The eight defendants named in the indictment are each charged with conspiracy to distribute and to possess with intent to distribute heroin, cocaine, crack cocaine, marijuana, Oxycodone, Adderrall, and Xanax, and related possession and distribution charges. They are:
- Prophet Karim Hadialim Allah, 47, of Leicester, North Carolina.
- Rodney Dejuan Allison, 43, of Asheville.
- William Luther Downs, Jr., 26, of Asheville.
- Harry James Odum, 57, of Asheville.
- Derrick Maurice Perry, 25, of Asheville.
- Teresa Day Shuping, 47, of Hickory, North Carolina.
- Elliot Norris Smith, 25, of Atlanta, Georgia.
- Jeffrey Allen Wright, 41, of Leicester.
In addition to the drug conspiracy charges, Allison, Downs, Perry, Smith and Wright are also charged with firearms related offenses. (See chart below for federal charges and penalties for each defendant).

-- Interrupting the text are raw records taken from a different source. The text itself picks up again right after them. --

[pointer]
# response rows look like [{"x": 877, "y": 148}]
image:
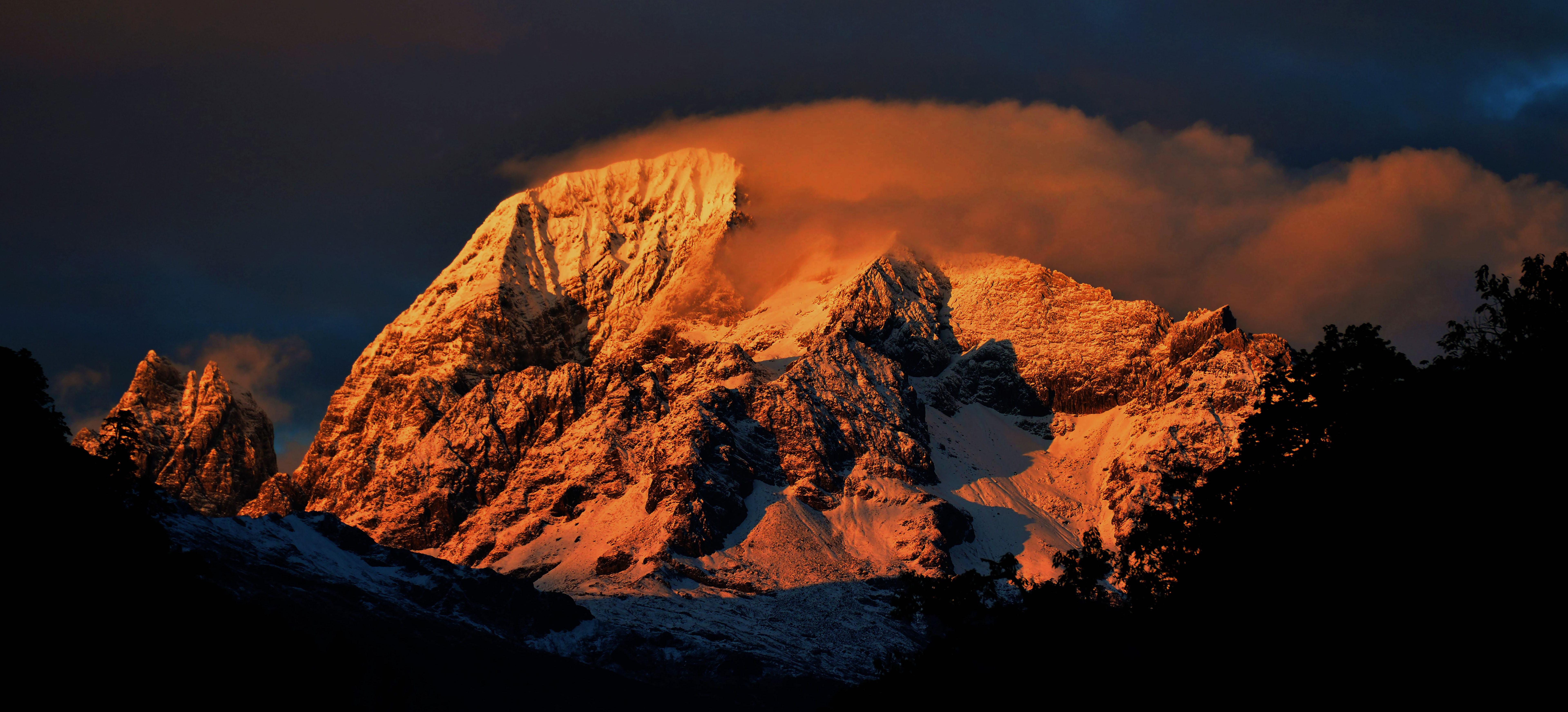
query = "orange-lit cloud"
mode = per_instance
[{"x": 1188, "y": 219}]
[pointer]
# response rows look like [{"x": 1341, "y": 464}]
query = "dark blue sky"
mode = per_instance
[{"x": 305, "y": 168}]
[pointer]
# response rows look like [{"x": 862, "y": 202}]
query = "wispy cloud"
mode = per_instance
[{"x": 1186, "y": 219}]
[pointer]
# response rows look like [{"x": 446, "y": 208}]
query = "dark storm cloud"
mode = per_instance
[{"x": 170, "y": 170}]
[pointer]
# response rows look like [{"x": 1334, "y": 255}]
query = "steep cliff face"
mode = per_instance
[
  {"x": 581, "y": 401},
  {"x": 200, "y": 440}
]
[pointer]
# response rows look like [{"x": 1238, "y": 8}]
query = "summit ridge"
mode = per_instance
[{"x": 583, "y": 401}]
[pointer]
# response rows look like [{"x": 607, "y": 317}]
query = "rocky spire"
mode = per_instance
[{"x": 200, "y": 440}]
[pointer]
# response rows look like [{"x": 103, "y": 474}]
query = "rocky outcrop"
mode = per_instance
[
  {"x": 200, "y": 440},
  {"x": 581, "y": 396},
  {"x": 316, "y": 564}
]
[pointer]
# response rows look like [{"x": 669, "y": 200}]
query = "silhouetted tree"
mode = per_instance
[
  {"x": 1084, "y": 568},
  {"x": 1528, "y": 324},
  {"x": 120, "y": 443},
  {"x": 30, "y": 418}
]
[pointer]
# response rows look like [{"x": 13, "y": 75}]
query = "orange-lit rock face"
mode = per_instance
[
  {"x": 200, "y": 440},
  {"x": 581, "y": 398}
]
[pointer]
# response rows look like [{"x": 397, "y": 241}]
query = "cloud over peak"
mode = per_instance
[{"x": 1184, "y": 219}]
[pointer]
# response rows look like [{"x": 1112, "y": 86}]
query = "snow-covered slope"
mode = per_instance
[{"x": 581, "y": 401}]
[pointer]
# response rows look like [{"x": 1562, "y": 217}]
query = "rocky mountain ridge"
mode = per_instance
[
  {"x": 200, "y": 438},
  {"x": 583, "y": 401}
]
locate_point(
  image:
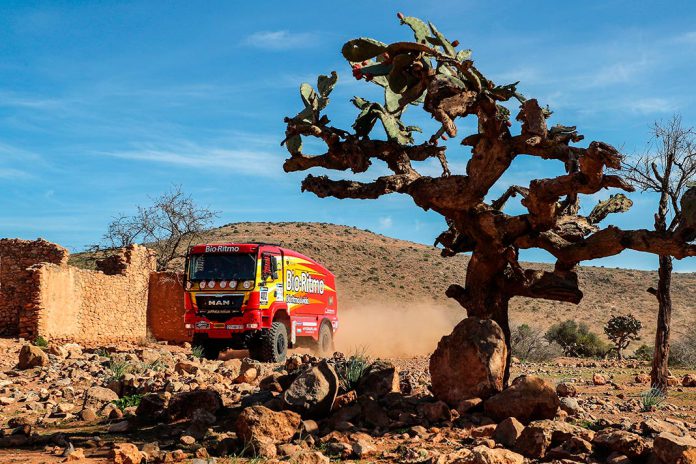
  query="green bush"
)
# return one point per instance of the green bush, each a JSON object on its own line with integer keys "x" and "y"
{"x": 576, "y": 339}
{"x": 528, "y": 344}
{"x": 128, "y": 401}
{"x": 351, "y": 370}
{"x": 644, "y": 352}
{"x": 682, "y": 353}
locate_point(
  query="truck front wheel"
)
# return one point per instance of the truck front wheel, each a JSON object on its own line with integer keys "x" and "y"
{"x": 272, "y": 345}
{"x": 325, "y": 346}
{"x": 208, "y": 349}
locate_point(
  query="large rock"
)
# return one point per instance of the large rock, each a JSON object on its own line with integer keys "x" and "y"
{"x": 470, "y": 362}
{"x": 508, "y": 431}
{"x": 381, "y": 378}
{"x": 313, "y": 392}
{"x": 627, "y": 443}
{"x": 485, "y": 455}
{"x": 97, "y": 397}
{"x": 184, "y": 404}
{"x": 31, "y": 356}
{"x": 261, "y": 428}
{"x": 126, "y": 453}
{"x": 671, "y": 449}
{"x": 539, "y": 436}
{"x": 528, "y": 398}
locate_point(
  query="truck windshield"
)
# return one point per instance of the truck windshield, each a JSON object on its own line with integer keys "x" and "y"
{"x": 222, "y": 267}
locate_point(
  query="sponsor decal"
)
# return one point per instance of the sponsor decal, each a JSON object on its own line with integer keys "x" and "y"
{"x": 221, "y": 249}
{"x": 291, "y": 299}
{"x": 303, "y": 282}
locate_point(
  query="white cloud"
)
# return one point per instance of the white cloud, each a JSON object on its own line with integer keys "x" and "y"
{"x": 280, "y": 40}
{"x": 386, "y": 222}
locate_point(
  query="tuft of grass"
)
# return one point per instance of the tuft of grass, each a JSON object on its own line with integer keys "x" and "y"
{"x": 352, "y": 369}
{"x": 128, "y": 401}
{"x": 118, "y": 369}
{"x": 102, "y": 352}
{"x": 652, "y": 398}
{"x": 197, "y": 351}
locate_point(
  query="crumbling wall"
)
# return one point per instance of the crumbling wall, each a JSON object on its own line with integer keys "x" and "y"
{"x": 17, "y": 288}
{"x": 165, "y": 311}
{"x": 106, "y": 305}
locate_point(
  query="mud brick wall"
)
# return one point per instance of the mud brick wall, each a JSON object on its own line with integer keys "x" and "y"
{"x": 165, "y": 311}
{"x": 107, "y": 305}
{"x": 17, "y": 315}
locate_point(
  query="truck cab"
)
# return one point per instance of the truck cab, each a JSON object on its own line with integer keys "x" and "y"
{"x": 258, "y": 296}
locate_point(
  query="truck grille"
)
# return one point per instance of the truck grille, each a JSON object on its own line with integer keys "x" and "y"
{"x": 219, "y": 307}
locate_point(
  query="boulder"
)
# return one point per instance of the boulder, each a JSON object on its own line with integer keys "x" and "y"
{"x": 31, "y": 356}
{"x": 309, "y": 457}
{"x": 671, "y": 449}
{"x": 627, "y": 443}
{"x": 261, "y": 428}
{"x": 126, "y": 453}
{"x": 97, "y": 397}
{"x": 184, "y": 404}
{"x": 380, "y": 379}
{"x": 564, "y": 389}
{"x": 689, "y": 380}
{"x": 571, "y": 406}
{"x": 528, "y": 398}
{"x": 539, "y": 436}
{"x": 436, "y": 412}
{"x": 470, "y": 362}
{"x": 152, "y": 407}
{"x": 508, "y": 431}
{"x": 484, "y": 455}
{"x": 312, "y": 393}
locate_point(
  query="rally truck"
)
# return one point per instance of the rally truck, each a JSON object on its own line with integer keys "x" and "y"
{"x": 258, "y": 296}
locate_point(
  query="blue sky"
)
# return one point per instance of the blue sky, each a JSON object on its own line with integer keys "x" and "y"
{"x": 106, "y": 104}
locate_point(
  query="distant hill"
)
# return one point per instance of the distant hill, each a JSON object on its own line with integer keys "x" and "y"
{"x": 387, "y": 277}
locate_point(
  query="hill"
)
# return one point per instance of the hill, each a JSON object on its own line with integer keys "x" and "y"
{"x": 392, "y": 292}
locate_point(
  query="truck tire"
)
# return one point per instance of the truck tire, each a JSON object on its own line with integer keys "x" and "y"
{"x": 325, "y": 347}
{"x": 272, "y": 344}
{"x": 211, "y": 349}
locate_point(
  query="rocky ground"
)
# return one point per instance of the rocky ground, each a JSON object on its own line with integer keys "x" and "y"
{"x": 157, "y": 403}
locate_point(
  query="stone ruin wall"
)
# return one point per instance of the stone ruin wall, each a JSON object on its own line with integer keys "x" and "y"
{"x": 17, "y": 290}
{"x": 165, "y": 310}
{"x": 124, "y": 300}
{"x": 107, "y": 305}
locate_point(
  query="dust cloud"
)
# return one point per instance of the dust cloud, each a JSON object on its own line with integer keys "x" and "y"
{"x": 390, "y": 330}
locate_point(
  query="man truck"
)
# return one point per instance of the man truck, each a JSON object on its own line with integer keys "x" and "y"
{"x": 258, "y": 296}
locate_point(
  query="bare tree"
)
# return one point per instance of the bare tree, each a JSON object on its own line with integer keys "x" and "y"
{"x": 168, "y": 226}
{"x": 666, "y": 168}
{"x": 432, "y": 74}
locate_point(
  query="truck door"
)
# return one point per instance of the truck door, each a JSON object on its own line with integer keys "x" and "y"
{"x": 272, "y": 274}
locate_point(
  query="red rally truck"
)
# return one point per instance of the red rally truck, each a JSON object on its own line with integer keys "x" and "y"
{"x": 258, "y": 296}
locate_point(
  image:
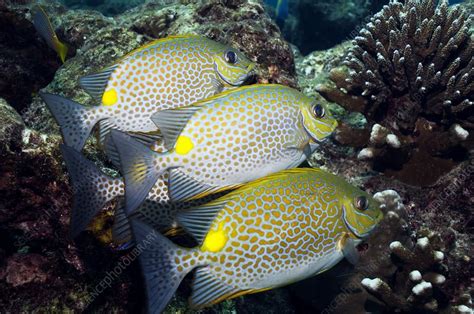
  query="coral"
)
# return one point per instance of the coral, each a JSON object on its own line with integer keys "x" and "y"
{"x": 419, "y": 276}
{"x": 35, "y": 195}
{"x": 410, "y": 70}
{"x": 243, "y": 24}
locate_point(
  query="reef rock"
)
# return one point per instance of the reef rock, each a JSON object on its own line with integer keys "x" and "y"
{"x": 411, "y": 71}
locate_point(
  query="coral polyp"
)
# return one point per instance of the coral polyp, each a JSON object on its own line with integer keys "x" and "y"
{"x": 410, "y": 60}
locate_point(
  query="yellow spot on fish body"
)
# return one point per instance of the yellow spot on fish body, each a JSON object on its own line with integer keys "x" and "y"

Five defendants are in custody. Federal arrest warrants have been issued against Perry, Smith and Shuping.
The charges contained in the indictment are allegations. The defendants are presumed innocent unless and until proven guilty beyond a reasonable doubt in a court of law.
In making today’s announcement, U.S. Attorney Murray thanked the Drug Enforcement Administration, the U.S. Immigration and Customs Enforcement’s (ICE) Homeland Security Investigations, the Asheville Police Department, the Buncombe County Anti-Crime Task Force, the Buncombe County Sheriff’s Office, the Black Mountain Police Department, and the Wilkes County Sheriff’s Office for leading the investigation. U.S. Attorney Murray also thanked the U.S. Bureau of Alcohol, Tobacco, Firearms and Explosives, and the North Carolina State Bureau of Investigation for their assistance in this case.
Assistant U.S. Attorney Thomas Kent, of the U.S. Attorney’s Office in Asheville, is leading the prosecution.
This case has been brought as part of Project Safe Neighborhoods (PSN), the U.S. Justice Department’s program to reduce violent crime. The PSN approach emphasizes coordination between state and federal prosecutors and all levels of law enforcement to address gun crime, especially felons illegally possessing firearms and ammunition and violent and drug crimes that involve the use of firearms.